Up to 7 years before "vintaging" + approx. 2 more for security updates. Beyond that- even if it is still fully functional hardware- assume you have to buy a replacement. There are hacks to squeeze more upgrade life out of them but then you are trusting third parties at the OS level.
Base Mini with only 8GB of RAM will likely use a lot of SWAP (using SSD like it is spare RAM) and none of us can absolutely know if SWAP will eventually wear out that SSD sooner than 7 years. 10 or 20 fans will chime in on this assuring everyone else that there is nothing to worry about in SWAP but everything objectively written about SSDs talks about "limiting number of writes" to preserve SSD life, so process fan assurances accordingly.
Those who will make such assurances won't be there in- say- 5 years if the SWAP issue actually starts panning out like the Apple Fusion drives... where the SSD portion wears out from- you guessed it-
too many writes and thus demands that the drive is replaced or retired. A positive about Fusion is that you could replace only the drive and then carry on with those Macs. Silicon has no such option: when
any part conks, you buy a new computer.
The point: since
NONE of us can actually know for at least a few more years with any real confidence about Silicon SWAP, the safe play is NOT buying base specs but at least paying the (relative) ripoff price for additional Apple RAM. If this option, you mostly take "too frequent SWAP" risk off the table.

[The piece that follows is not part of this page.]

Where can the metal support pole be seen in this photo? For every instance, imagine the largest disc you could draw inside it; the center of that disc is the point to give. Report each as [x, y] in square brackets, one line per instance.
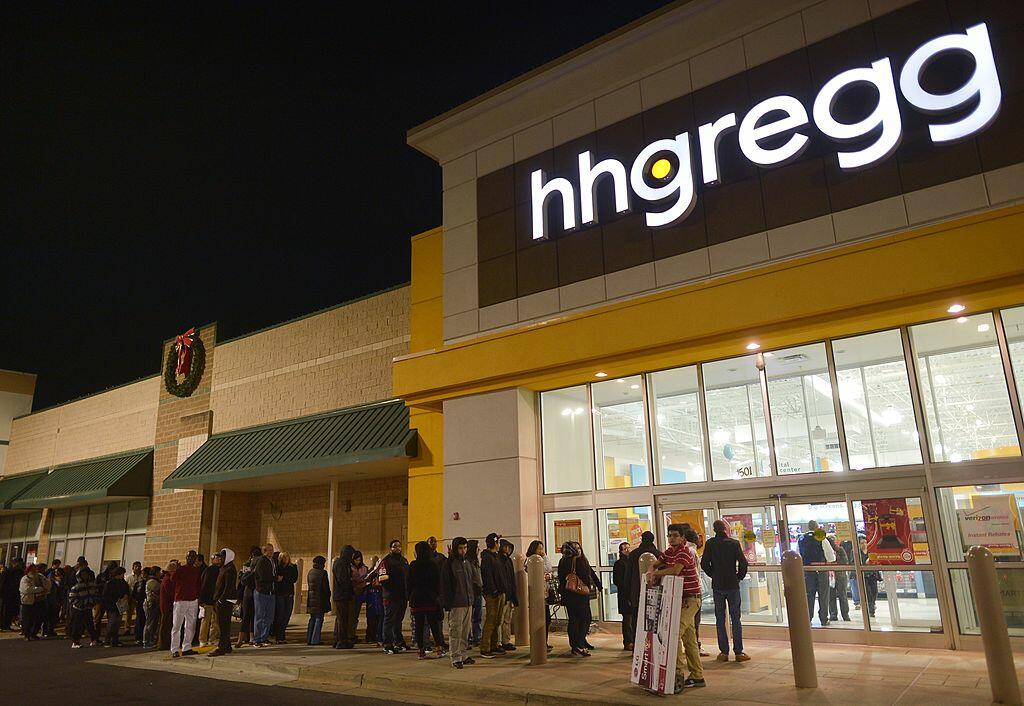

Else, you can gamble and hope for the best. There will certainly be many who argue it's no gamble at all... but they don't know and are not extending any warranty against SSD drive failure years from now. I bet if we did a bunch of research, former Mac buyers worried about too many writes to the SSD portion of Fusion who posted their concern were likely similarly reassured by fans that there was nothing to worry about there too... that the genius of how the OS would manage the SSD portion would focus it mostly on READS so it can last for life of that Mac. See "my fusion drive is dead/dying" threads galore all over the web and think carefully about your new Mac purchase.
If me, I find the cash to buy the extra RAM and reduce that risk (and grumble to myself about the price of Apple RAM vs. PC RAM). If it ends up that SWAP worry is misplaced, more RAM will simply mean a faster Mac than leaning on SWAP to accomplish the same computing.